| name | whats-new |
| description | Write a "What's New" blog post based on recent changes across webtor-io repos |
| user-invocable | true |
| allowed-tools | Bash, Read, Write, Edit, Glob, Grep, WebFetch, Agent, AskUserQuestion |
Write a new "What's New" blog post for the Webtor blog by researching recent changes across webtor-io GitHub repositories.
Step 1: Find the last post date
Find the most recent post in the "What's new" series:
grep -rl 'series: "What'\''s new"' content/en/post/*/index.md | xargs grep '^date:' | sort -t: -k3 | tail -1
Extract the date — all repo research starts from this date.
Step 2: Research changes
Fetch commits since the last post date from the key user-facing repos:
for repo in web-ui torrent-http-proxy torrent-web-seeder content-transcoder embed-sdk-js vault nginx-vod magnet2torrent srt2vtt video-info torrent-store rest-api chrome-ext content-enhancer image-transformer; do
echo "=== $repo ==="
gh api "repos/webtor-io/$repo/commits?since=<DATE>T00:00:00Z&per_page=30" \
-q '.[] | "\(.sha[0:7]) \(.commit.message | split("\n")[0])"' 2>/dev/null
done
For repos with interesting changes, fetch full commit messages to understand details:
gh api "repos/webtor-io/<repo>/commits?since=<DATE>T00:00:00Z&per_page=30" \
-q '.[] | "\(.sha[0:7]) \(.commit.message)"'
Step 3: Identify user-facing themes
Group changes into themes that matter to regular users. Think from the user's perspective:
- What can they do now that they couldn't before?
- What works better now?
- What annoyance is gone?
Ignore purely internal refactors that don't change the user experience.

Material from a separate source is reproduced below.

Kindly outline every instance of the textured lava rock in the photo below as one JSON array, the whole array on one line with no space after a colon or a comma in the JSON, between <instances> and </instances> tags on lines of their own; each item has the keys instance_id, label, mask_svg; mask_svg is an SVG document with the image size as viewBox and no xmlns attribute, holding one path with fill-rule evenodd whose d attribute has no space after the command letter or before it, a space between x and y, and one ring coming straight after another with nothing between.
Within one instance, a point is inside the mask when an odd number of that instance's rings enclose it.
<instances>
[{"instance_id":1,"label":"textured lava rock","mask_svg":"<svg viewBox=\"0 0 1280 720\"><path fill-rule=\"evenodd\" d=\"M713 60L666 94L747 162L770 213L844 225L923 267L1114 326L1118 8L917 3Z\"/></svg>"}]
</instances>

Lead with the most exciting feature — put the biggest user-facing change first in the post.
Step 4: Show the user what you found
Before writing, present the list of themes you identified and ask the user:
- Is anything missing or inaccurate?
- Should the priority/ordering change?
- Any corrections about how features actually work?
Do NOT write the post until the user confirms the plan.
Step 5: Write the post (EN + RU)
Create both language versions:
content/en/post/<slug>/index.md
content/ru/post/<slug>/index.md
Frontmatter template
---
title: "<title>"
date: <current datetime ISO 8601 +03:00>
slug: "<slug>"
series: "What's new"
series: "Что нового"
translationKey: "<slug>"
titleEmoji: "<relevant emoji>"
---
translationKey must be identical in both files.
Tone of voice (from CLAUDE.md)
- Simple language — no jargon, no implementation details. Describe what changed for the user, not how it was built
- Short and direct — short sentences, no filler
- Conversational — like a friend sharing good news
- Show the benefit — "4K streams play smoothly now", not "increased buffer size from 256K to 4MB"
- Use examples — show what the user would actually type or see
- No self-congratulation — don't say "we're excited to announce"
- Russian version reads naturally — not a translation from English, uses native phrasing
Structure
- Short intro (1 sentence summarizing the update)
- Feature sections (biggest first, H2 each)
- Optional "Improved Stability" section at the end for backend fixes — keep it brief and user-facing
- End with "Thanks for using Webtor. More coming soon." / "Спасибо, что пользуетесь Webtor. Скоро будет ещё."
Step 6: Verify
Build Hugo and confirm no errors:
hugo --quiet
Start the dev server and show the user the links to preview:
hugo server &
Then provide EN and RU preview URLs.